鉄道事業の分社化を発表した東急電鉄の車両(撮影:大澤誠)

私鉄大手の東京急行電鉄は9月12日、鉄道事業を分社化すると発表した。2019年6月の株主総会で承認を得て、同年9月に実施する。分社化された鉄道事業は、東急が100%出資して新設する新会社が承継する。つまり、東急電鉄の傘下に鉄道子会社がぶらさがるという形になる。

約4500人いる東急の従業員のうち、鉄道に従事する社員は3000人を超える。これらの社員が鉄道子会社に出向する。また、現在、東急は伊豆急行、上田電鉄といった鉄道会社を子会社として抱えているため、今後は東急の鉄道新会社と伊豆急行、上田電鉄などの地方鉄道会社の関係は並列的になる。

鉄道子会社の社名はどうなる?

分社化後も東急電鉄の上場は維持されるが、上場会社自身が単体で鉄道事業を営むわけではないので、社名は変更される可能性が高い。
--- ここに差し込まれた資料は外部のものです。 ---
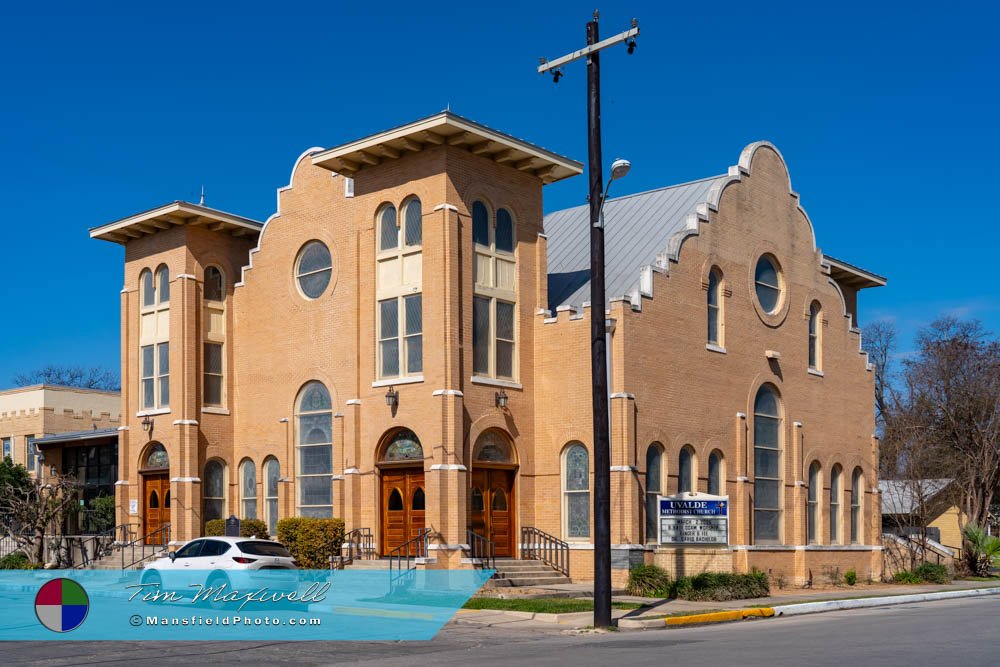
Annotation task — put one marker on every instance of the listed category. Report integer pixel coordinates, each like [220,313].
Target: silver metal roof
[638,229]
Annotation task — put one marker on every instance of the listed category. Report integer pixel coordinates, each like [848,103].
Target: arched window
[835,490]
[812,503]
[685,470]
[767,466]
[494,320]
[815,349]
[404,446]
[213,376]
[154,339]
[576,492]
[314,446]
[214,489]
[715,324]
[767,284]
[857,495]
[654,488]
[248,489]
[399,299]
[314,269]
[272,475]
[715,474]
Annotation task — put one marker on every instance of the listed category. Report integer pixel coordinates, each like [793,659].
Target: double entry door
[403,501]
[492,508]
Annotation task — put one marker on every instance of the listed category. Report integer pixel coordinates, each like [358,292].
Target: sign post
[693,519]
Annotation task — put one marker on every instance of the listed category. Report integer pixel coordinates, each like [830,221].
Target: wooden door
[156,506]
[492,508]
[403,502]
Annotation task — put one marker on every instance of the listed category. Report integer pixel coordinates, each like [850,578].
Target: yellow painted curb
[721,616]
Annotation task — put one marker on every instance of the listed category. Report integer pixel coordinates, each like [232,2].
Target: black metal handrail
[415,547]
[482,549]
[154,542]
[539,545]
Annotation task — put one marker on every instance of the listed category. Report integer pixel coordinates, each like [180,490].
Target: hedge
[248,528]
[311,541]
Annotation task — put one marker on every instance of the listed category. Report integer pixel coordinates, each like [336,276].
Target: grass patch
[542,605]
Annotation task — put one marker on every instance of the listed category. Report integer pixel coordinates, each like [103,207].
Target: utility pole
[598,323]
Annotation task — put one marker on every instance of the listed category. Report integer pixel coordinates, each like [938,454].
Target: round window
[314,269]
[767,284]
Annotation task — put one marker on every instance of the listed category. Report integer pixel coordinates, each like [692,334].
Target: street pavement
[962,632]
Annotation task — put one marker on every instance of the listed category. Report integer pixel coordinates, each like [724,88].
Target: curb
[862,603]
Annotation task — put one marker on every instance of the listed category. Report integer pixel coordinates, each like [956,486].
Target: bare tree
[96,377]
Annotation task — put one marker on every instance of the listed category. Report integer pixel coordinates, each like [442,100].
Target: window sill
[494,382]
[406,379]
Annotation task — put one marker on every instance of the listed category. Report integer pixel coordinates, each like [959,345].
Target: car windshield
[264,549]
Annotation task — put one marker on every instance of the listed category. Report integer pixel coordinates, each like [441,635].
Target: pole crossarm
[582,53]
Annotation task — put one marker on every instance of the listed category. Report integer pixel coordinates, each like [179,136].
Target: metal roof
[638,229]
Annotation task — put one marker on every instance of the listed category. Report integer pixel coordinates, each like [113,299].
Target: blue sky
[887,114]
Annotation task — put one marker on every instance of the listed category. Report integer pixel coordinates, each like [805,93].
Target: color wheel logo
[61,605]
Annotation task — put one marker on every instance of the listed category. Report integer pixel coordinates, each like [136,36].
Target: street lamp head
[620,169]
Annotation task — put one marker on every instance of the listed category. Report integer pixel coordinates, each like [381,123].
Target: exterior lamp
[392,397]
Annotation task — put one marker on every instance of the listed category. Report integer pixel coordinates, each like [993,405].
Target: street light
[598,323]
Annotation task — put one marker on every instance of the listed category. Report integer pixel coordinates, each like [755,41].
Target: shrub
[16,560]
[248,528]
[648,581]
[311,541]
[722,586]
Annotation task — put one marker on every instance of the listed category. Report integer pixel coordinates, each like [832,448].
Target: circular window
[767,284]
[314,269]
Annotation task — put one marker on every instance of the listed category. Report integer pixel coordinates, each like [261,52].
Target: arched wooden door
[403,501]
[492,508]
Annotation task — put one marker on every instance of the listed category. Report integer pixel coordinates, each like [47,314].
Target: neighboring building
[908,506]
[31,413]
[405,344]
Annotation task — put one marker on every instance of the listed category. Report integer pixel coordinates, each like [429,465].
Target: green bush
[722,586]
[648,581]
[312,541]
[16,560]
[248,528]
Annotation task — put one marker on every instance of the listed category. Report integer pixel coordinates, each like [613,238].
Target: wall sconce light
[392,398]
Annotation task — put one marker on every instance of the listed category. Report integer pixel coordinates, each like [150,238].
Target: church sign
[694,519]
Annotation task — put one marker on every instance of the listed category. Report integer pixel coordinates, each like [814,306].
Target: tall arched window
[715,325]
[715,474]
[857,495]
[399,284]
[576,492]
[272,475]
[248,489]
[815,347]
[314,447]
[154,339]
[494,321]
[685,470]
[835,490]
[214,489]
[654,488]
[213,376]
[767,466]
[812,503]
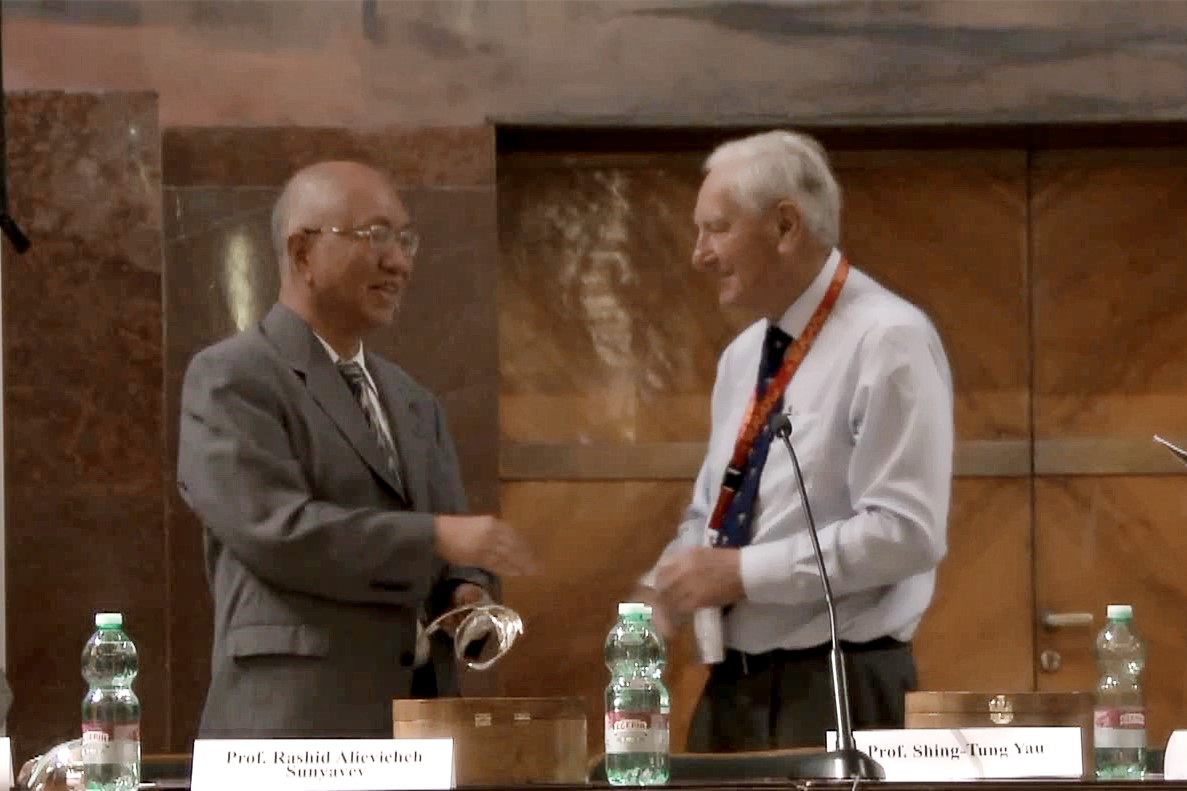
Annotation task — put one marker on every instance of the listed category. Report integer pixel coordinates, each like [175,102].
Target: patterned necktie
[356,378]
[736,525]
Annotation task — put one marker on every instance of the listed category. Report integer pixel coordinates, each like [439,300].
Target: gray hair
[280,210]
[781,165]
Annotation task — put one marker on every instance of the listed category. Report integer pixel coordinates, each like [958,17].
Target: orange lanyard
[757,415]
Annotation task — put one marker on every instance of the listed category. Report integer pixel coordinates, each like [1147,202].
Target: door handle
[1052,621]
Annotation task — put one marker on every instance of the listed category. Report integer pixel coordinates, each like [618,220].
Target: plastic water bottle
[1119,716]
[636,701]
[110,710]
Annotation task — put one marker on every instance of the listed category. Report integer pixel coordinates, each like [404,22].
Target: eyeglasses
[379,235]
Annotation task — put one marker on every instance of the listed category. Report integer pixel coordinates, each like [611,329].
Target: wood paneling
[1116,540]
[1110,283]
[608,348]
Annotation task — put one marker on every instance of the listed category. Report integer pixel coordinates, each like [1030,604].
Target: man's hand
[665,621]
[702,576]
[464,593]
[486,542]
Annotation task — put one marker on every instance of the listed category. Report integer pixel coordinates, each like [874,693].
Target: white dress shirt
[372,394]
[871,411]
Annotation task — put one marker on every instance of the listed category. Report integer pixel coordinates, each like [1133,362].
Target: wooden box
[1014,709]
[502,740]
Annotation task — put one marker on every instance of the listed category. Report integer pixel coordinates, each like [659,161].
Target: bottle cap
[1119,612]
[634,608]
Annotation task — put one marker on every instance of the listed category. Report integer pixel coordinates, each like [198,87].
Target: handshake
[484,542]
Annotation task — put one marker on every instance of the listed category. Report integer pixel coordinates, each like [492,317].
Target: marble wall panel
[82,404]
[1110,284]
[613,62]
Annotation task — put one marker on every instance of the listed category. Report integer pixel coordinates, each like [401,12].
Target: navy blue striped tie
[736,525]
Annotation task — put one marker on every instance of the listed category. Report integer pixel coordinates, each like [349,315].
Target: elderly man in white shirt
[864,378]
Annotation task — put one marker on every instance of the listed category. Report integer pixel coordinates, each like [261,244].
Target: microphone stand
[846,761]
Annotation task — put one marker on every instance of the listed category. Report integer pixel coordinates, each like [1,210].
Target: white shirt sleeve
[900,476]
[694,521]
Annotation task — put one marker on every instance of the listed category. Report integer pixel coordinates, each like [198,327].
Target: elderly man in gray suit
[328,485]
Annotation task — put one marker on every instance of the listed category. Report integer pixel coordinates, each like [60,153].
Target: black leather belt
[744,664]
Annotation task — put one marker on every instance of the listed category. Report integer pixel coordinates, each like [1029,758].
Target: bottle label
[1118,728]
[636,732]
[110,744]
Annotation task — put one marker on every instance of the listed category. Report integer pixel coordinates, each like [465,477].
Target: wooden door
[1109,372]
[1057,282]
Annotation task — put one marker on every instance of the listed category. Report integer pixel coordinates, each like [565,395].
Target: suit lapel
[407,426]
[293,337]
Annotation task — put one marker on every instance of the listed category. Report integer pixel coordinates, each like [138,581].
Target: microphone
[846,761]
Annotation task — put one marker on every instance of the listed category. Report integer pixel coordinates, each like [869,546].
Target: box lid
[490,709]
[969,702]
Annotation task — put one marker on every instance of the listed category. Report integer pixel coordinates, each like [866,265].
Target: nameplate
[6,779]
[322,764]
[972,753]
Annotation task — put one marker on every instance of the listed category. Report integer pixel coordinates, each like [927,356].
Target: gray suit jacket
[318,561]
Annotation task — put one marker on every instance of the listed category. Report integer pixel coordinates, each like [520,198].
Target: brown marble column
[82,404]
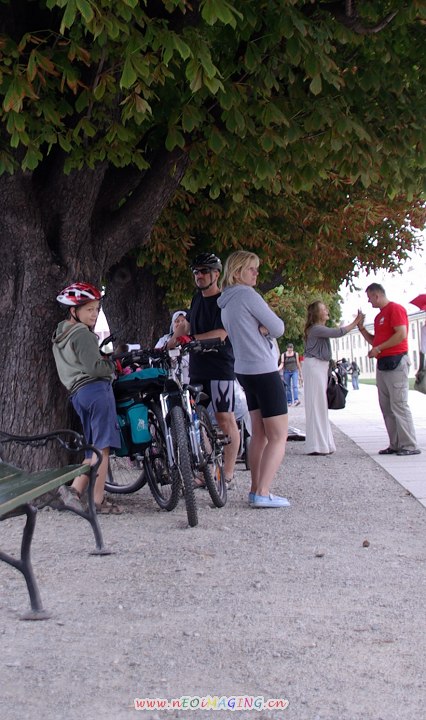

たとえば「東急ホールディングス」といった名称が考えられる。その場合は分社化した新会社が「東急電鉄」の名前を引き継ぐことになるのだろうか。名称については、「今後検討してきたい」と藤原裕久常務は説明する。なお、鉄道事業は100%子会社であり、連結決算に与える影響はほとんどなさそうだ。

持株会社には2種類ある。事業は子会社が行い、親会社は子会社統治に専念する「純粋持株会社」と、子会社統治を行いつつ自らも事業運営を行う「事業持株会社」だ。鉄道業界では西武ホールディングス、相鉄ホールディングス、阪急阪神ホールディングス、近鉄グループホールディングス、京阪ホールディングスなどが純粋持株会社だ。

東急は現状でも百貨店、ストア、ホテルなど子会社が行っている事業もあり事業持株会社である。なお東急は鉄道を分社化した後も不動産などを引き続き本体が行うため、事業持株会社のままである。

鉄道事業を分割する理由について、藤原常務は「事業環境を取り巻く環境の変化へいっそうのスピード感を持って対応するため」と語る。今年3月に発表された「中期3か年経営計画」の時点では「分社化については検討していなかった」としており、この半年で急速に浮上したようだ。

ただ、分社化しなくてはスピード感がある鉄道運営ができないのかというと、そんなことはないだろう。ほんの2年前、東急の幹部は「鉄道などを子会社化することにあまりメリットはない」と発言していた。鉄道と不動産の両方が関係する駅の再開発のように、複数の事業にまたがるプロジェクトについては、一つの会社で行うほうがスムーズに進めることができるからからだという。

この点について確認したところ、藤原常務は「スキームはその当時からブラッシュアップしたが、考え方は変わらない。分社化でスピード感が鈍ることのないよう、気をつけなくてはいけない」と語る。

いっぽうで、不動産など鉄道以外の事業を分割する考えについては「検討していない」と、藤原常務は明確に否定した。鉄道同様、不動産も分割するほうが「環境の変化にスピード感ある対応」ができるはずだが、東急グループ内には業界4位の大手不動産会社、東急不動産ホールディングスがある。同社は1953年に東急の不動産部門が分離して発足した会社が前身で、東急は同社株式の約15%を保有する。東急が不動産を分割しないのは、両者の住み分けが関係しているのかもしれない。

「渋谷再開発にメド」が契機?

日本の人口が減少に転じる中で東急沿線の人口はまだ増え続ける。鉄道事業において、混雑対策は喫緊の課題だ。時差通勤者へのポイント付与といった小手先の対策ではなく、渋谷駅のホーム増設といった抜本的な対策を、4月に東急のトップに就いた郄橋和夫社長は「検討する」としている。つまり、鉄道分社化は、今後抜本的な混雑対策を行うために必要な組織改革とも考えられるのだ。


2027年度頃の渋谷駅周辺のイメージ(画像:東京急行電鉄)

鉄道分社化を発表した翌日の9月13日は、渋谷駅の再開発によって誕生した複合施設「渋谷ストリーム」がオープンする日でもある。そして、渋谷駅直上の超高層ビル「渋谷スクランブルスクエア」が2019年秋頃に開業する予定だ。これは鉄道新会社の発足時期とほぼタイミングを同じくする。

今回の発表には、鉄道と不動産の両事業にまたがる巨大プロジェクトである渋谷再開発に一定のメドがついたことで、今まで以上にスピード感を持って鉄道事業の運営に取り組むという意味が込められているのかもしれない。